Die von der „Stiftung Berliner Mauer“ unter maßgeblicher Mitarbeit von Herrn Jens und Frau Manuela Arndt gestaltete Ausstellung wird in der Orangerie des Schlosses Glienicke vom 19.6. bis 3.10.2011 gezeigt. Frau Bolte, die wie einige andere Mitglieder unseres Vereins die Ausstellung als Aufsichtsperson unterstützt, stimmt uns mit einem Blick auf eine sehr detaillierte Luftbildkarte des Gebietes auf das Thema ein.
Im ersten Raum der drei kleinen Gewächshäuser wird dargestellt, wie sich das im Jahre 1375 erstmals urkundlich erwähnte Dorf nach dem Kauf des Gutes Glienicke durch den Prinzen Carl, einem Sohn König Friedrich Wilhelms III., im Jahre 1824 veränderte. Es wurde zum Dorf mit Schweizerhäusern, künstlichen Felsen und Schluchten und erhielt eine Schlosszufahrt mit Allee und Kanal. Das Jagdschloss des Großen Kurfürsten, inzwischen als Lazarett und später Waisenhaus genutzt, wurde barockisiert. Bei der Befragung im Jahr 1920 votierten die Bürger für den Verbleib bei Babelsberg – eine für die Zeit nach 1945 schicksalhafte Entscheidung! Danach folgte die große Zeit des Dorfes als Ausflugsziel der Berliner. Der zweite Raum zeigt beispielhaft die unseligen 12 Jahre der Nazizeit an den Schicksalen von Lilian Harvey, der Filmdiva und der Familien von Schleicher, dem letzten Reichskanzler, und Prof. Otto Lipmann, einem großen Psychologen der Berliner Universität. Der dritte Raum ist der unmittelbaren Nachkriegszeit gewidmet mit Bildern der Potsdamer Konferenz, der Schilderung des Schicksals der preußischen „Prinzessin in der DDR“ und dem Arbeitsalltag von Pfarrer Joachim Strauss, der mit Boot und Moped seine Schäfchen in den drei Havelkirchen St. Peter und Paul auf Nikolskoe (West), der Heilandskirche in Sacrow (Ost) und der Kapelle in Klein-Glienicke (Ost) betreut.
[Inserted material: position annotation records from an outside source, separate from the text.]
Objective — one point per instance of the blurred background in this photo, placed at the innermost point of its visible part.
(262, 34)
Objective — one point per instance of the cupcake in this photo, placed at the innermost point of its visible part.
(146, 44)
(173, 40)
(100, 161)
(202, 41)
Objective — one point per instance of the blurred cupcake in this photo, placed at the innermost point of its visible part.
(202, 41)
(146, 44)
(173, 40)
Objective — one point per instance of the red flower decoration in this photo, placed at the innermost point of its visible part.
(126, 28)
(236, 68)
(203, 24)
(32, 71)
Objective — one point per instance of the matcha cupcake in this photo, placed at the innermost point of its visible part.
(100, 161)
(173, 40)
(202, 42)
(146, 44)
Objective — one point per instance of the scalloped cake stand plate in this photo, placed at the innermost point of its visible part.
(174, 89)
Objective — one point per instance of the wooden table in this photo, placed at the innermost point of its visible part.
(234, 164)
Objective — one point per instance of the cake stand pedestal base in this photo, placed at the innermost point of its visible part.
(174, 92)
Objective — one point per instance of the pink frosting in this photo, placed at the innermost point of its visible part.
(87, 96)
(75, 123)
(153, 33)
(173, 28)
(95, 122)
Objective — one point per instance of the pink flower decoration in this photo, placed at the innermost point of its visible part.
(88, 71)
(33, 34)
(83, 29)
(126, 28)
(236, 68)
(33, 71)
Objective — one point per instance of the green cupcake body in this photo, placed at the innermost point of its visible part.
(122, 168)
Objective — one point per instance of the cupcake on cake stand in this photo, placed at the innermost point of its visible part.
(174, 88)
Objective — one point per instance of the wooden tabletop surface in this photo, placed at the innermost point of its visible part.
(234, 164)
Im Hauptraum der Orangerie ist dann die Entwicklung des Dorfes nach dem Bau der Mauer zu erleben. Das bisher relativ normale Leben in dem Grenzdorf ändert sich grundlegend. Fluchten, tägliche Schikanen, Umsiedlungen, Abrisse von Häusern, der Schule und strikten Zugangsregelungen bestimmen den Alltag. Eindrucksvolle Großfotos, Hörbeispiele und Filmszenen zeigen Einzelschicksale und Ereignisse auf, wie „Der Grenz-Chef“, „Das deutsch-deutsche Begräbnis“, „Mauerkoller“, „Mauertote“, „Häuserabrisse“, „Fluchten“, „Ausweisungen“. Bilder voller Freude und Erleichterung zeigen dann den Fall der Mauer, der wieder neues Leben in das Dorf bringt. Gefangen wird man aber ganz besonders von einem großen Modell, das auf einer Fläche von 2 x 4 Metern die Gegend vom Jungfernsee bis zur Schleuse Klein-Machnow maßstabsgerecht und mit pedantischer Genauigkeit zeigt Es sind alle Einzelheiten der Sperranlagen der Berliner Mauer mit Häusern und Bäumen um die Glienicker Brücke, Albrechts-Teerofen, Steinstücken, Klein-Glienicke zu sehen. Dieses Modell wurde kurz vor Eröffnung der Ausstellung vom ehemaligen Stabschef und späteren Kommandeur des Grenzregiments Oberstleutnant Peter Thomsen den Ausstellern unter recht ungewöhnlichen Umständen angeboten. Es wurde 1984/85 auf seine Anordnung hin von „seinen“ Soldaten gebaut und diente der Ausbildung. Der allgemeine Vernichtungsbefehl bei der Wende wurde nicht beachtet und das Modell verschwand in der Garage des Offiziers. Es soll nun nach dem Willen des „Spenders“ der Öffentlichkeit ständig zugänglich sein. Die vielen Einzelheiten der Ausstellung kann man nachlesen in dem 2009 erstmalig und 2011neu aufgelegten Buch von Jens Arndt „Glienicke – Vom Schweizerdorf zum Sperrgebiet“. Es bleibt zu hoffen, dass nach der Schließung am 3.Oktober 2011 für die Ausstellung ein ständiger Platz in der Nähe des Dorfes gefunden wird. Sie könnte insbesondere den zahlreichen Touristen ein anschauliches Bild über die Geschichte dieses besonderen Ortes vermitteln.